Image Captioning via Vision and Language Transformers

Deep Learning Computer Vision Natural Language Processing Transformers

Introduction

The relationship between computer vision and natural language processing applications, two major areas of deep learning, is one that is greatly increasing in popularity, research and implementation today due to its many potential use cases and benefits. Image captioning methods are a perfect combination of these two areas of deep learning, combining object detection and classification methods directly with sentence formation methods to create descriptive captions.

As previously stated, one of the primary reasons for the increase in popularity of image captioning models is its many potential use cases and benefits. Automated image captioning methods are used in industries such as marketing, editing, and assistance services to complete tasks such as the automated captioning of social media posts, recommendation systems for image and video editing, and assisting visually impaired individuals with describing a visual of a live view or still image [1]. These use cases increase aspects of an individual's life, such as efficiency in their occupation or the general quality and simplicity of their everyday life. Image captioning methods and models have proven to be extremely efficient in these domains and are only becoming more accurate and robust.

In this study, we developed a transformer-based model to identify objects and corresponding object locations in images and match those objects and locations with descriptive captions. Transformer-based deep learning models have been widely used to solve natural language processing problems but have recently been more implemented in computer vision domains as well. A great strength of transformer-based deep learning models is their ability to encode feature location descriptions with detected features [1], whether that be the location of a word in a sentence or the relative location of an object in an image. This is an extremely important aspect when considering which model architecture to use to solve an image captioning problem, as overall scene understanding is a crucial aspect to generating an accurate, descriptive caption of an image. We chose a transformer-based model architecture primarily because of this benefit, implementing methods such as image patch extractors and descriptors, feature encoders and decoders, and multi-head attention layers, further explained below in the Approach section.

We used the Common Objects in Context (COCO) dataset [2] to train our transformer-based image captioning model. The COCO dataset was created for applications such as scene understanding and segmentation and aims to solve three core research problems seen in common image datasets: detecting non-iconic views (or non-canonical perspectives) of objects, contextual reasoning between objects, and the precise 2D localization of objects [3]. The dataset contains roughly 328,000 images of over 90 objects in their natural environment. Most importantly, the dataset also contains roughly 4-6 captions for each image, with over 2.5 million total captions describing key objects, object localizations and scene environments.

COCO Dataset Example 1 — Figure 1: Example image and captions from COCO dataset

COCO Captions Example 1 — Figure 1: Example image and captions from COCO dataset

COCO Dataset Example 2 — Figure 2: Example image and captions from COCO dataset

COCO Captions Example 2 — Figure 2: Example image and captions from COCO dataset

Approach

As previously stated, we chose to develop a transformer-based network architecture to create our image captioning model.

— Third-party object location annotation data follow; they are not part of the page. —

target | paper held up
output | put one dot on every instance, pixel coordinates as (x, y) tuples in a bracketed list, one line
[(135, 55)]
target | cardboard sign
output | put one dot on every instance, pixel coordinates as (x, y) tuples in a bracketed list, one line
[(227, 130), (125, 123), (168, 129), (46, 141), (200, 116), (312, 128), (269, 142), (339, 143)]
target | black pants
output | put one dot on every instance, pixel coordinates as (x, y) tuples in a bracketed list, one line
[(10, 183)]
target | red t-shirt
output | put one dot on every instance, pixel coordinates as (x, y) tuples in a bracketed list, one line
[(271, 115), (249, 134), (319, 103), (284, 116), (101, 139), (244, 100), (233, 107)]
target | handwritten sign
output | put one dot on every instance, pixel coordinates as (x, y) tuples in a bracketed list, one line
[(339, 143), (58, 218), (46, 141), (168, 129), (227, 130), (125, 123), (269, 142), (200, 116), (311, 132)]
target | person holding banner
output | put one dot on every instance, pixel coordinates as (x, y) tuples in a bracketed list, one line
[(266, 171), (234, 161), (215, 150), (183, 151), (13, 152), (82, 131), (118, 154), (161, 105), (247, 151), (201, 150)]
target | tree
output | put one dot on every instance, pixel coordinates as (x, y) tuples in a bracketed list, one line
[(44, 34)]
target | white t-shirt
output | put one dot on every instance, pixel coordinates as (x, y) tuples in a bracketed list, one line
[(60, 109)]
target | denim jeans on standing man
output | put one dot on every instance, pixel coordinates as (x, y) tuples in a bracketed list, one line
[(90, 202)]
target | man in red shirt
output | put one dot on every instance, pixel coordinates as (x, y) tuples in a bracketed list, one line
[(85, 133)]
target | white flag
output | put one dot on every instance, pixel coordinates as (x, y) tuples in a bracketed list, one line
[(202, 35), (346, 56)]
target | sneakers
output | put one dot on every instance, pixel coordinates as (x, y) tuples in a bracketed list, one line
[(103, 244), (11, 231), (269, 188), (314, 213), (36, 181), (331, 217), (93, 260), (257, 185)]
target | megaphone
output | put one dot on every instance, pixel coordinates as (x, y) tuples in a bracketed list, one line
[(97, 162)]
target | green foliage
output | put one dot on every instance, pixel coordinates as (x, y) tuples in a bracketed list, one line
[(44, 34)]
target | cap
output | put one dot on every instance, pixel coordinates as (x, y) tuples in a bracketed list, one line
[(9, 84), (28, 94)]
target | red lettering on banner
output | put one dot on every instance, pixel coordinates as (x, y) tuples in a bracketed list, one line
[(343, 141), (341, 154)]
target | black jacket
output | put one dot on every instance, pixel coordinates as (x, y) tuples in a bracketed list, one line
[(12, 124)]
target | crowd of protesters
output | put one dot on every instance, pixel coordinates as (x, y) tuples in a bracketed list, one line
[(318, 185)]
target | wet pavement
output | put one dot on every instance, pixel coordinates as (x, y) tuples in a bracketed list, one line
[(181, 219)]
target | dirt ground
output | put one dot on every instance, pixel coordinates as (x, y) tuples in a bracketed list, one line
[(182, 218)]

Our implementation comprises four main components: a data pipeline, a vision transformer, a combined encoder and a combined decoder.

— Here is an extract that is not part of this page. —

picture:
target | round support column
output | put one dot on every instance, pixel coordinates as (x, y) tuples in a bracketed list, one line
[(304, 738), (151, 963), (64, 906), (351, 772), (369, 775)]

The data pipeline is a crucial first step to ensure the images and captions downloaded from the COCO dataset are in the correct format to optimize our model. Our data pipeline consists of four main steps: downloading the raw data, grouping captions to their corresponding images, tokenizing the captions, and transforming the images. The raw dataset of ~328,000 images and ~2.5 million captions is downloaded from the web. Each image is then paired with its corresponding list of ~4-6 captions. Next, each caption is tokenized and split into its key words, phrases and components. This step is crucial to the network performance as the individual caption features and locations are utilized in the encoder. Finally, the images are preprocessed by being resized to a certain dimension optimized for the vision transformer and normalized.

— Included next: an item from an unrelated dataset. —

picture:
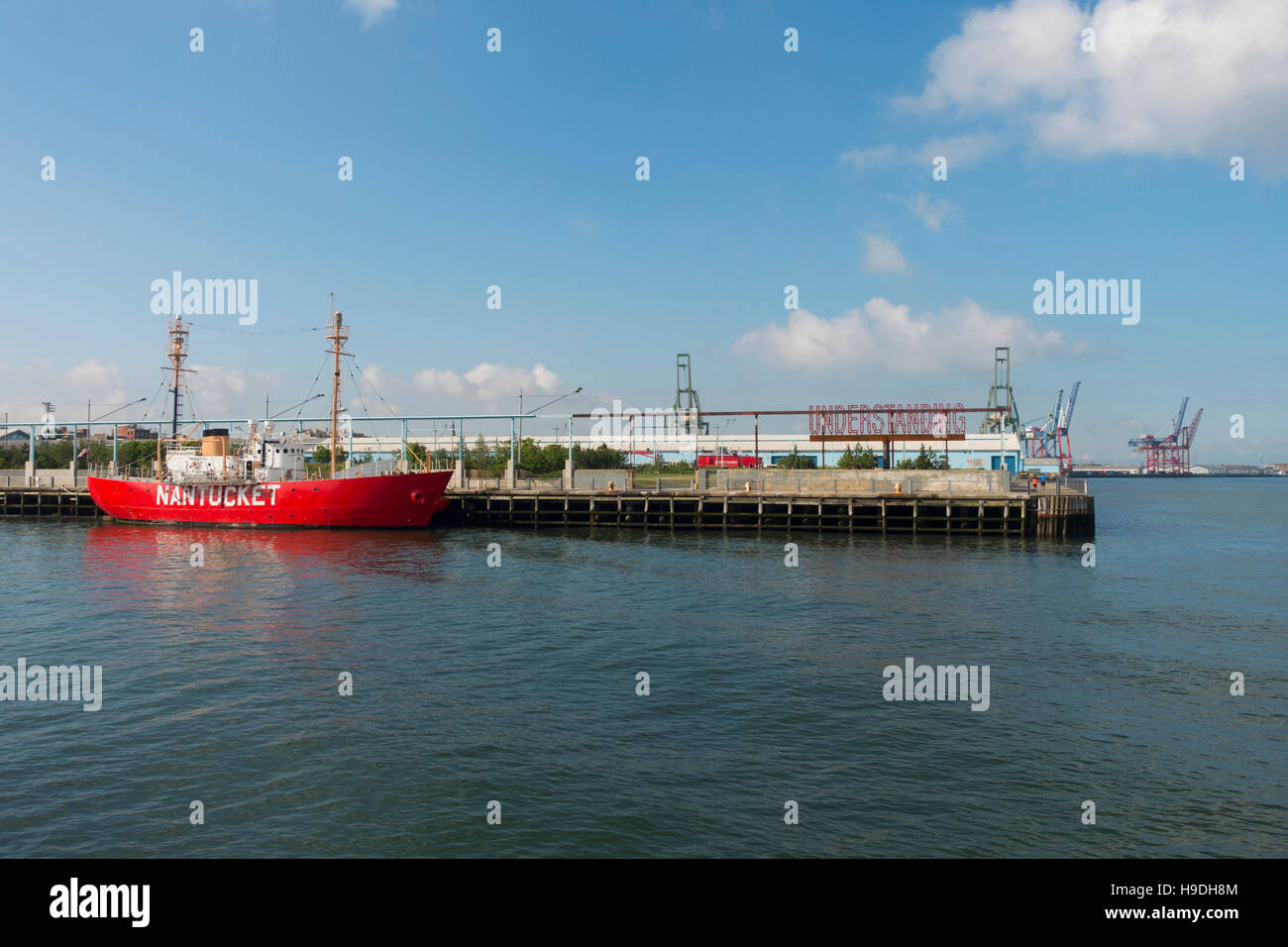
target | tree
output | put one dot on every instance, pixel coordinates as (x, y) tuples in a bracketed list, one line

Once the data is prepared, the first step of the image network is implementing the vision transformer, or ViT. The general architecture of the vision transformer can be seen below in Figure 3:

Vision Transformer Architecture — Figure 3: Vision Transformer architecture

The image is first split into 196 16x16 pixel patches. Each patch is flattened into a tensor of size 1x768 (3x16x16) during the patch embedding process, and is concatenated with the positional embedding of the patch location in the image. These final embeddings are passed to the main ViT encoder to create a learned encoded representation of each patch embedding [7]. This ViT encoder contains an architecture of attention layers, normalization layers and MLP layers, all of which we experimented with and are further described in the following Results section. The final output of the ViT is passed to the main transformer encoder.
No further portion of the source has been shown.